Shared inhibit_evap <0 to 1>
0 0 0 0 0 0 0 0 0 0 0 0 0 0 0 0
0 0 0 0 0 0 0 0 0 0 0 0 0 0 0 0
0 0 0 0 0 0 0 0 0 0 0 0 0 0 0 0
0 0 0 0 0 0 0 0 0 0
So, it looks like something is erroneously setting the flag
Alright I will see if I can track that down.
Should the values in this array be changing at all throughout the run or should it always be what they are set as initially?
These are control flag parameters so should not be changing once they are read in from the .prj file.
I was able to run release 1.1. The execution time was excellent - about 1/3 of the old Windows version. The executable file is also very small, which is great to see Unfortunately, there are very large errors in some of the values. I had noticed similar issues in release 1.0, as well.
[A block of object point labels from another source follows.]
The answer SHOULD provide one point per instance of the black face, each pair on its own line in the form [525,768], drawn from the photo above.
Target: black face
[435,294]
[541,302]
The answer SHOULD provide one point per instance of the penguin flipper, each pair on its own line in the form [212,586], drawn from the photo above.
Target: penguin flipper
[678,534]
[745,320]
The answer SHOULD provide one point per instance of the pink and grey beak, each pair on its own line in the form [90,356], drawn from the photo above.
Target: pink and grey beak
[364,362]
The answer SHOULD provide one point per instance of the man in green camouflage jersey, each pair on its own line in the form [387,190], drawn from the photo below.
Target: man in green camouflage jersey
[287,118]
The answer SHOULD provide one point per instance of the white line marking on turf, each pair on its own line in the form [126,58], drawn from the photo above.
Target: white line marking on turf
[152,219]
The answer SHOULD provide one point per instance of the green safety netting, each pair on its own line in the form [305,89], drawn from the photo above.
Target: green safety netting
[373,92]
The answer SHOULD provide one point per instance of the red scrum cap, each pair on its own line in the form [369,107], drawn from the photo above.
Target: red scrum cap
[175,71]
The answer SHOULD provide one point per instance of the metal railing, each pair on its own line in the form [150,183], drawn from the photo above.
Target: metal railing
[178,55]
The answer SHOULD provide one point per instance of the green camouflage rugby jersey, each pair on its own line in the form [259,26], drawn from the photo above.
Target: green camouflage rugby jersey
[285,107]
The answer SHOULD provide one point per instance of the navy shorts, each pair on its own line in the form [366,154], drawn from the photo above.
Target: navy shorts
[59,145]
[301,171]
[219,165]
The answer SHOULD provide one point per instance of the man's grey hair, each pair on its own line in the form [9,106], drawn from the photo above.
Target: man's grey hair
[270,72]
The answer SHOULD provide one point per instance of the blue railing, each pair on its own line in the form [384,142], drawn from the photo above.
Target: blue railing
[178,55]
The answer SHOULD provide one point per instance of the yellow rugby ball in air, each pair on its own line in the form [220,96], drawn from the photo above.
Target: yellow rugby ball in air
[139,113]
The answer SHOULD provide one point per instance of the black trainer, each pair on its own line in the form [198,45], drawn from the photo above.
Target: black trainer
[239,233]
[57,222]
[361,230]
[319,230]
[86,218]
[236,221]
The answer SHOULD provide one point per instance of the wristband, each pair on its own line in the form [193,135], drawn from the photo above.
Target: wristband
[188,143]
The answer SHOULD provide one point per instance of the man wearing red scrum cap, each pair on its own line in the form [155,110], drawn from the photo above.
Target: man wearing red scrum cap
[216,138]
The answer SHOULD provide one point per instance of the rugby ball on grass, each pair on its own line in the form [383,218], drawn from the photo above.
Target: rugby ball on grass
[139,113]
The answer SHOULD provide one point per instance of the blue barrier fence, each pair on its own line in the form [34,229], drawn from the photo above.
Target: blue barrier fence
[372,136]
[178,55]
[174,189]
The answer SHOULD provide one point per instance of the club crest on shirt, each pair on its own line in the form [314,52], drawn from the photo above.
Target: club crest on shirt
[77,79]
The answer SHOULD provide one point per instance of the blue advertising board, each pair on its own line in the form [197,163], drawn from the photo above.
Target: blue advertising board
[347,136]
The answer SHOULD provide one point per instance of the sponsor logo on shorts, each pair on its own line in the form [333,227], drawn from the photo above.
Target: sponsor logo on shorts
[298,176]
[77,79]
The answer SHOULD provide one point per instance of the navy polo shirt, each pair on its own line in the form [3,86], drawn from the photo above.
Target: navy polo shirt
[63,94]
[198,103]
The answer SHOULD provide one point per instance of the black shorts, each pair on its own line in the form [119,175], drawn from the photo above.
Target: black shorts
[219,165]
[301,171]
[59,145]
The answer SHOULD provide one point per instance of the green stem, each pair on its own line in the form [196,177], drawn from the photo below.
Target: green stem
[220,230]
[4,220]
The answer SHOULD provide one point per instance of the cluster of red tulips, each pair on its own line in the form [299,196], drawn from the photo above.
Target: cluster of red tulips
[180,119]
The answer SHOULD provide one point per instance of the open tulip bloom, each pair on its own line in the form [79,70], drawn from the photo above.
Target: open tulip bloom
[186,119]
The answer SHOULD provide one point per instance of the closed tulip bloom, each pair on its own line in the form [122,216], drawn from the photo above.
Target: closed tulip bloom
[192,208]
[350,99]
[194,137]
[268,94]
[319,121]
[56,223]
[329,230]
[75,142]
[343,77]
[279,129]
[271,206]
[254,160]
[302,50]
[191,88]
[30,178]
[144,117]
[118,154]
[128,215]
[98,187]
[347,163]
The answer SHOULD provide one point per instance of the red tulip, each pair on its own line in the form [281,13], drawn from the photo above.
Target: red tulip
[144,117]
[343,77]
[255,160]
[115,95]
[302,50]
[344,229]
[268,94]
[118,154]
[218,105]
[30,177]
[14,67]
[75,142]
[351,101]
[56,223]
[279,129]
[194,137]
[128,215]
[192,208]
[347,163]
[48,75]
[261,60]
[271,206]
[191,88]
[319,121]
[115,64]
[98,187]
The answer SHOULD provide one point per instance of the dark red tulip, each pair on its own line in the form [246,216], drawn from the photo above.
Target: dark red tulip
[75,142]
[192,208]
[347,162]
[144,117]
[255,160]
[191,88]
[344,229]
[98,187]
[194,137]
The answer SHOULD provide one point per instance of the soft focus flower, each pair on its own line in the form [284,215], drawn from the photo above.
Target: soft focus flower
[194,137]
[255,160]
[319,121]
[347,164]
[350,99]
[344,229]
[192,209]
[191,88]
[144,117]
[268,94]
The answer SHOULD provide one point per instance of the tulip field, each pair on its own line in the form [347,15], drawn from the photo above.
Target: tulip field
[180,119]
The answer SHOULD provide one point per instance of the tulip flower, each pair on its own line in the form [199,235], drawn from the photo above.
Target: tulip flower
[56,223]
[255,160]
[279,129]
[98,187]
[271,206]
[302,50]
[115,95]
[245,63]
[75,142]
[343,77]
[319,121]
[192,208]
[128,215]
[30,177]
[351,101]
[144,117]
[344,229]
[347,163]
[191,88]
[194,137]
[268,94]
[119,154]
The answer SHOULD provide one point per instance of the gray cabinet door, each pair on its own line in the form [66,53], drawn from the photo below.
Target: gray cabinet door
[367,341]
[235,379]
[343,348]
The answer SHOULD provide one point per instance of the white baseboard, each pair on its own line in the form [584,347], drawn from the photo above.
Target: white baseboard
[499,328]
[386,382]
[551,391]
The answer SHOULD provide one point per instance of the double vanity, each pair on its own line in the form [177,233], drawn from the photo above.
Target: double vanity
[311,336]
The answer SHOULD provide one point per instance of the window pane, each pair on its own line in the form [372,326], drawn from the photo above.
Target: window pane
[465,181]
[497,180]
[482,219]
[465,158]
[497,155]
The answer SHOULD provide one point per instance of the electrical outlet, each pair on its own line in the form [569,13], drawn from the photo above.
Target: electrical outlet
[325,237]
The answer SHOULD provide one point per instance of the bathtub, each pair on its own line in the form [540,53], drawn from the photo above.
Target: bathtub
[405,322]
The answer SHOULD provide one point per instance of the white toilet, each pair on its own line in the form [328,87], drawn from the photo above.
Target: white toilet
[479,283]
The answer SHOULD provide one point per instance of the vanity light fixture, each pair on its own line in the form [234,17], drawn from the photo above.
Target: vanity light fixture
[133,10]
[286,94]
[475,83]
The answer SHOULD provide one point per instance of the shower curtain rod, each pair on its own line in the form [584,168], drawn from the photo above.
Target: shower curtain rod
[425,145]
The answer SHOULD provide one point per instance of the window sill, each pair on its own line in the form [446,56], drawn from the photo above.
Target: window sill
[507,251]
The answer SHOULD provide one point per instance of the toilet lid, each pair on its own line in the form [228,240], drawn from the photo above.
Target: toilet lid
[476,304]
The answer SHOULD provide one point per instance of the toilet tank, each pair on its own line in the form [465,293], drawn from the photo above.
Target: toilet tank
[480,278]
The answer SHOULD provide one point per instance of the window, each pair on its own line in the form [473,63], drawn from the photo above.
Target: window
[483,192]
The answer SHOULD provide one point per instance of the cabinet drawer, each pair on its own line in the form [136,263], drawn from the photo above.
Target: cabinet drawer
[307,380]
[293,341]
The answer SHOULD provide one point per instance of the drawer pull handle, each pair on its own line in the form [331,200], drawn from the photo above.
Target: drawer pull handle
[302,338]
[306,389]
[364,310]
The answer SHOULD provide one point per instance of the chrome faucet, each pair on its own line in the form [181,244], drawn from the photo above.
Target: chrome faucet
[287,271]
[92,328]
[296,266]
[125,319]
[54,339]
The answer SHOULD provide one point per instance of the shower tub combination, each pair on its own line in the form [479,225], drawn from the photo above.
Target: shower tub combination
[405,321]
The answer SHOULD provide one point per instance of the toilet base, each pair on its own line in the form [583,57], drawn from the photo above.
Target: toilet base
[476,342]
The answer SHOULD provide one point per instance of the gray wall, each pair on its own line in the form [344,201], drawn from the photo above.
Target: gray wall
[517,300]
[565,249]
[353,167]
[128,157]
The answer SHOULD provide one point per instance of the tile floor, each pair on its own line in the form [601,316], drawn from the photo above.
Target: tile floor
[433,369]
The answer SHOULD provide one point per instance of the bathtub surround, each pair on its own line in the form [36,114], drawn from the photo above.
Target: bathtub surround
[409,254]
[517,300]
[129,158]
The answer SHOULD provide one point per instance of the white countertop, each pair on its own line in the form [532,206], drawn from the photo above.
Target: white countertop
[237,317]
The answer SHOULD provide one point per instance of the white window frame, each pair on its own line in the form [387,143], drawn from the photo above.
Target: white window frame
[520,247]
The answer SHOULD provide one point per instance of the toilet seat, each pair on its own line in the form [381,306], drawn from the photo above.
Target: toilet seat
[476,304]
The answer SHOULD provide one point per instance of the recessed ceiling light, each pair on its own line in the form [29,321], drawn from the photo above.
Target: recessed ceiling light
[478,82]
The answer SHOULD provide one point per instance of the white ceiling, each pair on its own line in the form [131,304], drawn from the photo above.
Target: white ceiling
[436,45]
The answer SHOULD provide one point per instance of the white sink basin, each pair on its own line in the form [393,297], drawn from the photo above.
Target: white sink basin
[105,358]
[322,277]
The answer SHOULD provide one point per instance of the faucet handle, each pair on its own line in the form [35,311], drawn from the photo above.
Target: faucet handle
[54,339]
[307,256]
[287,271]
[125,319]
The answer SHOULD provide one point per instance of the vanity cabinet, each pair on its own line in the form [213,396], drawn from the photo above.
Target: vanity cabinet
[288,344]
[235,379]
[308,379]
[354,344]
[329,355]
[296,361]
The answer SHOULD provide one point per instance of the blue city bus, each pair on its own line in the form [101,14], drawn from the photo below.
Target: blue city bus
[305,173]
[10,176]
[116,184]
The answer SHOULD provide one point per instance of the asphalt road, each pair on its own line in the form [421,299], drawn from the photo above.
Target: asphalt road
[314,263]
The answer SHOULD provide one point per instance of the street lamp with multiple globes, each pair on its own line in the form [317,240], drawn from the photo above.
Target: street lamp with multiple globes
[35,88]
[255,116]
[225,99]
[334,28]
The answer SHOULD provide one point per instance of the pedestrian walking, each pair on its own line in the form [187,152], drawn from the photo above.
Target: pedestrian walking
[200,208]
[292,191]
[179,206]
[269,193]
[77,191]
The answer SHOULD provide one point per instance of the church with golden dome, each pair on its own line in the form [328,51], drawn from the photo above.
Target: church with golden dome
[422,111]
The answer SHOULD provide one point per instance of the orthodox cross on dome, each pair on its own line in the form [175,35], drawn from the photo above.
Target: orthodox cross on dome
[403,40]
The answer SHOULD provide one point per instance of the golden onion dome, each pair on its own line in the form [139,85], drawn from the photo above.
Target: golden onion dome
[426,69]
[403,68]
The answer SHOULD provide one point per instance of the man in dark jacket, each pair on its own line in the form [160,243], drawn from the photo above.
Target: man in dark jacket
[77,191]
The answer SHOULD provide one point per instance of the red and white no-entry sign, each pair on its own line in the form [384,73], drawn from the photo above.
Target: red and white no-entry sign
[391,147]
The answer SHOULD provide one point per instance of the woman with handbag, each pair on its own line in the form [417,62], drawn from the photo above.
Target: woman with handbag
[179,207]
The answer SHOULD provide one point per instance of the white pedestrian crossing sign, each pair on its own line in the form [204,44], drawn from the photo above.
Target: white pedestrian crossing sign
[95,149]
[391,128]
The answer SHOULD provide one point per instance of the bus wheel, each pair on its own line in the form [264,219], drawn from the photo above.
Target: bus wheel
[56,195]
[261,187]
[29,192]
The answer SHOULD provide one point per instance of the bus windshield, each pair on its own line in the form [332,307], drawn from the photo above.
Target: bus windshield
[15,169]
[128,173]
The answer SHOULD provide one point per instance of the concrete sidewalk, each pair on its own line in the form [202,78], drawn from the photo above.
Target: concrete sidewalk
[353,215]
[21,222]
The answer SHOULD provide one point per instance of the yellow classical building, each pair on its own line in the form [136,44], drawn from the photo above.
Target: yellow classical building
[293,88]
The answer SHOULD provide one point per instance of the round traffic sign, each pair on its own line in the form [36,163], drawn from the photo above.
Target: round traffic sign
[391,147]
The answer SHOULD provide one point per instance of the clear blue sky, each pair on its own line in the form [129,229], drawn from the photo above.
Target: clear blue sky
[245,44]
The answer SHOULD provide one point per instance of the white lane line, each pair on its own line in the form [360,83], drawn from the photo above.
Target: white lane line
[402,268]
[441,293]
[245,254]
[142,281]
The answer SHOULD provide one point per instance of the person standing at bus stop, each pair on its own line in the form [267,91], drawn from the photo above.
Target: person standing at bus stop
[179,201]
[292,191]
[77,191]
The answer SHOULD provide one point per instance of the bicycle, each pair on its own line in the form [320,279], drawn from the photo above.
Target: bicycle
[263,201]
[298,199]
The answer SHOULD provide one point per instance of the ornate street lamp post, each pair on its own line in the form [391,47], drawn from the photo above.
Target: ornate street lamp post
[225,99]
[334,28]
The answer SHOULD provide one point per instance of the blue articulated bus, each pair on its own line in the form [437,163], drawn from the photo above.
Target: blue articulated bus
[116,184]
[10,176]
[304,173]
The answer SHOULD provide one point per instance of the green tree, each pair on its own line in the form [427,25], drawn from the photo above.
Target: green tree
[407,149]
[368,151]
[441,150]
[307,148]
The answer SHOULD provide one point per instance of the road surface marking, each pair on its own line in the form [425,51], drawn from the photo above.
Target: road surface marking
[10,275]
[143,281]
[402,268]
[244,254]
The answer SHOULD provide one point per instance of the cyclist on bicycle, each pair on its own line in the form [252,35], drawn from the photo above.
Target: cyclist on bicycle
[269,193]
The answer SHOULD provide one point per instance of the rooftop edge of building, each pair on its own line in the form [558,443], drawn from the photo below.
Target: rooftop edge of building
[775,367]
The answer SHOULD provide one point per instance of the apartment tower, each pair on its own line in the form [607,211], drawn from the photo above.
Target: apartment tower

As you can see from the figure, the annual depth of annual discharge is orders of magnitude too large in the crhmcode release 1.1 model. This would appear to be because the actual evaporation depths are too small, as the depths of precipitation are identical. This model uses 2 different methods for calculating evaporation. Penman-Monteith is used by HRUs 2-4, while HRU 11 uses Priestley-Taylor. Both are giving incorrect results. I checked the snow accumulation from the module PBSM, and it appears to be giving the same results in both models.
Therefore, the issue appears to be either in the module evap_Resist or within one of the modules that it uses.